Hazel nickte. Ihre früheren Taten waren ihr egal, aber Eloise war ihr nicht egal.
"Eloise, hör zu, was in der Vergangenheit passiert ist, tut mir wirklich leid." Hazel wollte sich schon seit langem bei Eloise entschuldigen, und jetzt war die perfekte Gelegenheit.
Eloise winkte mit der Hand und schenkte ihr ein aufrichtiges Lächeln. "Es ist nicht deine Schuld, und ich habe dir schon vor langer Zeit verziehen."
Eloise umarmte Hazel. "Es tut mir leid zu hören, dass du Schreckliches durchmachen musstest."
"Danke, Eloise." Hazel lächelte, dankbar für Eloises Vergebung.
Eloise sah Hazel an und sagte: "Morgen wird Alpha dein Partner sein. Du solltest vorsichtig sein."
Eloise kannte die Stärke von Alpha Cyril. Er hatte Kane besiegt, den Kampf gewonnen und die Kontrolle über Kanes Wolfsrudel übernommen.
"Das werde ich", nickte Hazel. Auch wenn sie nicht mit Cyril zusammenarbeiten wollte, wusste sie, dass sie keine andere Wahl hatte.
Hazel unterhielt sich mit Eloise über verschiedene Dinge, bis es spät wurde und Eloise erwähnte, dass sie nach Hause gehen müsse. Hazel verabschiedete sich von ihr.
Als Hazel nach Hause kam, schlief ihre Großmutter bereits. Auf Zehenspitzen schlich sie in ihr Zimmer, duschte kurz und legte sich dann in ihr Bett.
Bei dem Gedanken an die morgige Trainingseinheit fiel es Hazel schwer, einzuschlafen. Sie wünschte sich, der Tag würde nie kommen, aber die Müdigkeit überkam sie schließlich.

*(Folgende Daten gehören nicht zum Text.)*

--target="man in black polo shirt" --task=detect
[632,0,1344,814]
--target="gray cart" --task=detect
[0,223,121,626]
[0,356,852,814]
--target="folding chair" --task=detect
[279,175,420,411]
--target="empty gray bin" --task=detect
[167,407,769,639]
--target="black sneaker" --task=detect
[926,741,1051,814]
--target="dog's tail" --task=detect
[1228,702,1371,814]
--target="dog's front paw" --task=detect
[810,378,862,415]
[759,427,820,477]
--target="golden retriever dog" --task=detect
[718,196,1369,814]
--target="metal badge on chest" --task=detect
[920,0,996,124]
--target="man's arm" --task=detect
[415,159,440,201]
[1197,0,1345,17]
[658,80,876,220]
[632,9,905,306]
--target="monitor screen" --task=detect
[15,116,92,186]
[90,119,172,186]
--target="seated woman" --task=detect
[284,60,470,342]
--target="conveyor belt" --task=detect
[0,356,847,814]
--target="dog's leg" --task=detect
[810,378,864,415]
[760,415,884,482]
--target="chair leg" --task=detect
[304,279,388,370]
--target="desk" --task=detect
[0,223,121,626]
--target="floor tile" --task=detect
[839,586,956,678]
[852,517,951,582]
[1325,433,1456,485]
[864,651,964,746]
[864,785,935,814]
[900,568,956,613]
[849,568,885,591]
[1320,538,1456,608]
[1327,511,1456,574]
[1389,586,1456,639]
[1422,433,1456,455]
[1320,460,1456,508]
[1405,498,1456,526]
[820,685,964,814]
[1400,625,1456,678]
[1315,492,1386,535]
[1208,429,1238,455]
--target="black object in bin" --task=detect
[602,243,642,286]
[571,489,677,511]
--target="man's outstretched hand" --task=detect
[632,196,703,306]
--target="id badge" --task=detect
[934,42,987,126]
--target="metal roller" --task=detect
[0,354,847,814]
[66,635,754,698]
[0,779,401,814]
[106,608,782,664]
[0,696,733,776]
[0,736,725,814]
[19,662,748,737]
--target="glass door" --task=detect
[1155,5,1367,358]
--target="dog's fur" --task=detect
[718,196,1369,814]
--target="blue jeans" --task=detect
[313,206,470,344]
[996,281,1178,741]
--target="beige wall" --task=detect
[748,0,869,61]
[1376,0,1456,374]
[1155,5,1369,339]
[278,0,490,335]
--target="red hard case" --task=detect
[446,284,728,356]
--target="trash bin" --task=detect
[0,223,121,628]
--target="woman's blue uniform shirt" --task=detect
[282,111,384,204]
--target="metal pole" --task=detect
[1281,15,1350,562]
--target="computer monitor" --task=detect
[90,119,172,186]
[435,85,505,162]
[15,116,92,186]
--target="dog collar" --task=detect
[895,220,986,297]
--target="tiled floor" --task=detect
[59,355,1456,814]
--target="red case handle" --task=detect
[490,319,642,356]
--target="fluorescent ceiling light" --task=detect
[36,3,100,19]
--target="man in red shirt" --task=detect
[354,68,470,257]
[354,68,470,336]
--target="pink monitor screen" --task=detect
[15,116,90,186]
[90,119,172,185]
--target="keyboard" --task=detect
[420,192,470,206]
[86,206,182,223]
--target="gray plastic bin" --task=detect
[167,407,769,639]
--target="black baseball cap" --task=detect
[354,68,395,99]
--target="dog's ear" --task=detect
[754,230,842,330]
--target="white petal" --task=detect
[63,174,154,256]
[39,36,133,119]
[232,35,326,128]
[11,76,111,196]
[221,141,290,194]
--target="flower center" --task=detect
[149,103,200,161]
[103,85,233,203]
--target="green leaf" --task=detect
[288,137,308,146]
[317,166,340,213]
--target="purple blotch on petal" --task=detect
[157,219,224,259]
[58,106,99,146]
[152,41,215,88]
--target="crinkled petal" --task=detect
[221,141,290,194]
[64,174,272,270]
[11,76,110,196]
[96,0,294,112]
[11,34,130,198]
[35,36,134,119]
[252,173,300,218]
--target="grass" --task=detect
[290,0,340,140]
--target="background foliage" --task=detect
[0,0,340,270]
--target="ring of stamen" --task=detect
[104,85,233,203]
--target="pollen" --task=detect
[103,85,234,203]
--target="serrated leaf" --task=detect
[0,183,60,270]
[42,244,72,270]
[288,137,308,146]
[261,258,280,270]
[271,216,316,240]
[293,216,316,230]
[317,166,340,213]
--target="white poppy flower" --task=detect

"Kannst du also um 8 Uhr aufstehen?" fragte Rita, die Hazels innere Uhr gut kannte.
"Das hoffe ich", antwortete Hazel mit einem Gähnen.
"Ich glaube, du solltest lieber einen Wecker stellen", riet Rita, die nicht wollte, dass Hazel wieder von Alpha zurechtgewiesen wurde.
Hazel antwortete nicht, weil sie bereits eingeschlafen war.
Rita verdrehte die Augen und hoffte, dass Hazel am nächsten Tag pünktlich zum Trainingsgelände kommen würde.
Als das Sonnenlicht auf Hazels Gesicht fiel, merkte sie, dass sie wieder verschlafen hatte. Schnell zog sie sich an und schlenderte gemächlich die Straße hinunter. Da sie bereits spät dran war, gab es keinen Grund zur Eile.
"Oh, verdammt, Hazel, du hast dich schon wieder in Schwierigkeiten gebracht", sagte Rita und gehorchte Alpha Cyrils Befehl. Aber Hazel schien immer die Grenzen zu überschreiten, die er gesetzt hatte.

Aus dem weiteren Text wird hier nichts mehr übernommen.